Tullow Oil, a leading independent oil and gas exploration and production group, did just that.  The approach reflected its commitment to collaborative decision making.

Chris Rivinus describes how Tullow Oil made this approach work in his article in the December 2013 issue of Business Information Review.  Astonishingly, they devised a system which enabled 15 very busy people, with diverse backgrounds, based in different continents, to reach decisions on projects even if they had little technical expertise.  And they do this in an hour a month!

The article describes the processes and templates used and describes the guiding principles that make the approach work, including:

  • Snap-shot decision making
  • Trust their gut
  • Simplicity
  • Visualise with data and text detail as backup

IT project prioritization: A practical application of knowledge management principles.  Chris Rivinus, Tullow Oil UK, Business Information Review 2013 30(4) 196-203

The organisation of organisational knowledge

“Knowledge does not need to be complex, and its capture does not need to be complicated”

So says Danny Budzak, Senior Information Manager at the London Legacy Development Corporation in the UK.

Writing in the December 2013 issue of Business Information Review (BIR 30(4)), Danny describes the approaches he and his Information Services team took to develop and implement IM standards, tools and techniques.

This focus on keeping it simple can be seen in team’s approach to data, information and knowledge.  These included:

  • Very short one-to-one sessions with staff to help them organise email folders (less than 10 minutes)
  • Using critical questioning to understand the nature of the data stored within the organisation – reducing the number of ‘must keep’ files from over 5 million to 130,000!
  • Producing a two page report of data audit findings

“We have learned that knowledge management works well when it is related to real and pressing issues….”

The organization of organizational knowledge, Danny Budzak, Senior Information Manager, London Legacy Development Corporation, UK, Business Information Review 2013, Vol. 30(4) 183-190.

Managing knowledge to improve social care

SCIE, The Social Care Institute for Excellence, has just launched an e-learning resource, Managing knowledge to improve social care.

Developed by a team of KIM experts, the aim is to foster the recognition that using existing knowledge and experience can contribute to improved care outcomes.
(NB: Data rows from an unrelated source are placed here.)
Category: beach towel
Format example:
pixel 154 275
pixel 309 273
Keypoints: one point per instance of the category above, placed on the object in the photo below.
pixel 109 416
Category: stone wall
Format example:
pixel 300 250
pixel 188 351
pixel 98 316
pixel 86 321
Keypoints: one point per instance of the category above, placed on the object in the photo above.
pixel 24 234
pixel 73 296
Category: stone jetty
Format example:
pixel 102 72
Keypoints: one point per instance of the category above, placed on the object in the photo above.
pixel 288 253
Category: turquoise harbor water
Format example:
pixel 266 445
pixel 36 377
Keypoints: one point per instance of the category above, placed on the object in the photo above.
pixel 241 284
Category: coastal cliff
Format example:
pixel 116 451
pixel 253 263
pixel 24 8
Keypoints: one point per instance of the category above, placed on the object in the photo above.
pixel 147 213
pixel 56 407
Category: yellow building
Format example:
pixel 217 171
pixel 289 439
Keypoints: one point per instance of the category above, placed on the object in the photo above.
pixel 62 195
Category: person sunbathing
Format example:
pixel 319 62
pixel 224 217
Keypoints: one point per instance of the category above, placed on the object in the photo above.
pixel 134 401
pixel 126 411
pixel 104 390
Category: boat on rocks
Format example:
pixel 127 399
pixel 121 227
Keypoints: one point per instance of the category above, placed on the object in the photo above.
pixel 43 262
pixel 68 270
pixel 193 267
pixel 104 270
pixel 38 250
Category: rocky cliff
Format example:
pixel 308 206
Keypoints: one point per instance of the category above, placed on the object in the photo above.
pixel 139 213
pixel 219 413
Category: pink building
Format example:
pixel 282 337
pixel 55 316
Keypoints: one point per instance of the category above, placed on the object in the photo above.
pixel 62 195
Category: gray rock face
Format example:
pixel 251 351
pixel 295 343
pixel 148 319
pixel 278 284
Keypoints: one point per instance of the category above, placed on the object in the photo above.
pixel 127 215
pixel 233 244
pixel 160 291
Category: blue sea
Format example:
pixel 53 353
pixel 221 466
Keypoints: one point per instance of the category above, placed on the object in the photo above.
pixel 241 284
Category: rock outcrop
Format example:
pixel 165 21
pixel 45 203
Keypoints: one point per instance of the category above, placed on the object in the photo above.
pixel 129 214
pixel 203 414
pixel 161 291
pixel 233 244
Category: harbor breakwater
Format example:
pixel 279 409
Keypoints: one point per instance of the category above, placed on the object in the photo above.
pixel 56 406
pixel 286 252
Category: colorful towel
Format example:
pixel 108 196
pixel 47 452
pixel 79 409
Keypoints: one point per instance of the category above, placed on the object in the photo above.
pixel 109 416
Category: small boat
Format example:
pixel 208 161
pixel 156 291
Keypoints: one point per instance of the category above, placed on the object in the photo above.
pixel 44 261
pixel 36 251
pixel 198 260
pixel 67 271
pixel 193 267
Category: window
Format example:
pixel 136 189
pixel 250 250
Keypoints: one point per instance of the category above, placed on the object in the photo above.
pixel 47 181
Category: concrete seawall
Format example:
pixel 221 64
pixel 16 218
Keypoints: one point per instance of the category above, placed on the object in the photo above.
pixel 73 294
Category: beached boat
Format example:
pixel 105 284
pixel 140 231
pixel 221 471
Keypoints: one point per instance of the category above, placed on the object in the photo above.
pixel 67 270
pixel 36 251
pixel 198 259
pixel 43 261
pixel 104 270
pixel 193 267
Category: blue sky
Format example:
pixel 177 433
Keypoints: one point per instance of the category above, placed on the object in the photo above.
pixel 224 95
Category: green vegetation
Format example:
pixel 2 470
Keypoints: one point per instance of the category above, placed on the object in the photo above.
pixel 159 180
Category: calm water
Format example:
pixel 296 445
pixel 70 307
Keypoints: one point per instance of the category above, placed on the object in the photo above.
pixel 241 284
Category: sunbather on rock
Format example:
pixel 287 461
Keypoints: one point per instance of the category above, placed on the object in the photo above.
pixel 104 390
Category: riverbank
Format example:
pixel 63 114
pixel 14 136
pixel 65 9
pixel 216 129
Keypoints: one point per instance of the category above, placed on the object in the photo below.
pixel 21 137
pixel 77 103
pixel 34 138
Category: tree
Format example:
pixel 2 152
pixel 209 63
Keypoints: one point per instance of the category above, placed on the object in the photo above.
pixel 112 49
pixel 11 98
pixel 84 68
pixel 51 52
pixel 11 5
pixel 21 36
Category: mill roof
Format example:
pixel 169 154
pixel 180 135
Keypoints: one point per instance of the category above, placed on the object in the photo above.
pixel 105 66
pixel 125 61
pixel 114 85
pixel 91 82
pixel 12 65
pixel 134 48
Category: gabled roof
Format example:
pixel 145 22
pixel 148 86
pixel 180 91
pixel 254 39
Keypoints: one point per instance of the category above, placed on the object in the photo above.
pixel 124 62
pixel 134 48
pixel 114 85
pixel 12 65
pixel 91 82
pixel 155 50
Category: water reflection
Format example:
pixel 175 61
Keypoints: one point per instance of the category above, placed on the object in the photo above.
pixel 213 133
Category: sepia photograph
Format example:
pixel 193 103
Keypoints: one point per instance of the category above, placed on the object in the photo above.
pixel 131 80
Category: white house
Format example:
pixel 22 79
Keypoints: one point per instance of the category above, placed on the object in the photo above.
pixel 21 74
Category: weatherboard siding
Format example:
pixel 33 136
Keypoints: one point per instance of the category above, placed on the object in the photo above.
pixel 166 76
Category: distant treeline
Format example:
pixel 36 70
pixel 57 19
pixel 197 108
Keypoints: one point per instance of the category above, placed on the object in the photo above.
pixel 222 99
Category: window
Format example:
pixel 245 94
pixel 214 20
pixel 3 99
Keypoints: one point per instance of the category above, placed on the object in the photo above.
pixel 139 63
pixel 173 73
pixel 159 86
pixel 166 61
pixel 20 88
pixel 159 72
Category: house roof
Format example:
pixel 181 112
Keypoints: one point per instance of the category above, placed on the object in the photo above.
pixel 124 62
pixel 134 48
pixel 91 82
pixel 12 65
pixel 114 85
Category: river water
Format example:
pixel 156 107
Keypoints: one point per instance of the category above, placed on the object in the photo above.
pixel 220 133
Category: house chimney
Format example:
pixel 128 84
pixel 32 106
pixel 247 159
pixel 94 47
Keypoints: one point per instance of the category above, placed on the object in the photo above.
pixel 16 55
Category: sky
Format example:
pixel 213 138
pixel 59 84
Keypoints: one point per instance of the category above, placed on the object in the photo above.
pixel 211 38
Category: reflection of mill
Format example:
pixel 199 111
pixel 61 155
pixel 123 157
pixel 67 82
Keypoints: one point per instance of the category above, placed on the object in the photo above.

The e-learning modules set out to help front line social workers (and team leaders and managers) gain a basic understanding of the principles and practice of knowledge management, as well as organise and manage their knowledge and information as effectively as possible. BIR readers may find useful ideas for their own training programmes.

User generated content

User generated content is the most significant trend in the media today. Phone–ins, blogs, email and text contributions to live radio and TV, and YouTube make you wonder if the whole world is sitting there just waiting for the right chance, or for any chance, to provide their opinion. This is one demonstration of the commercial potential of customer-generated content – its value as a free contribution to many programmes. Moon and de Souza in their article ‘Customer managed knowledge factories’, Business Information Review, 2010, 27 (2), use a range of examples to identify a transition from managing knowledge about customers, through engaging them in product improvement and development, to the proactive leveraging of customers to generate new and valuable materials, for example Apple’s App store.

A transformational example is the development of a student text book on Change Management for South African students undertaken as a course work project and as an initiative under the Global text project (www.globaltext.org). Do read about it and consider the customer knowledge potential of today’s students.

Artistic outlet for knowledge managers

The Festival season is in full swing, certainly here in the UK. This year, the programme on offer at the Royal Borough of Kensington and Chelsea includes ‘The Knowledge Emporium’.

Local people are encouraged to share stories and knowledge and these thoughts will be integrated into a programme of workshops and performances throughout the festival. In other words, it is a collaborative, iterative, community focused knowledge creation and sharing exercise!

Creative chaos

Creativity and innovation continue to be reckoned as a critical source of competitive success. Creativity, chaos and knowledge management, Sara Smith and Scott Paquette, Business Information Review, 27(2), explores the importance of chaotic environments in stimulating the creation of new knowledge. They suggest that encouraging chaos should therefore be one of the roles of the knowledge manager, a very different view from many advertised roles which focus on knowledge organisation.

Certainly the success of Google and Pixar (the case studies featured) can be seen to be linked to environments that encourage serendipitous connection. These connections are certainly an area that the knowledge manager can stimulate through enabling collaboration and networking activity.

Ignorance management

In discussing the huge effects that can be stimulated by an organisation’s failure to tackle or even to recognise the existence of ignorance management, Chris Rivinus throws down a challenge to all of us.

“It doesn’t matter what level of the organisation you call home, mitigation of Ignorance Management starts by looking in the mirror”.

Good business information services are a force against ignorance management but it’s certainly worth thinking about whether use of BI services is feeding instinctive prejudices for action or encouraging people to stop and think on the basis of current evidence. And you may want to consider mapping ignorance in your own area of your organisation – even if you keep p your results to yourself you may be able to act on them.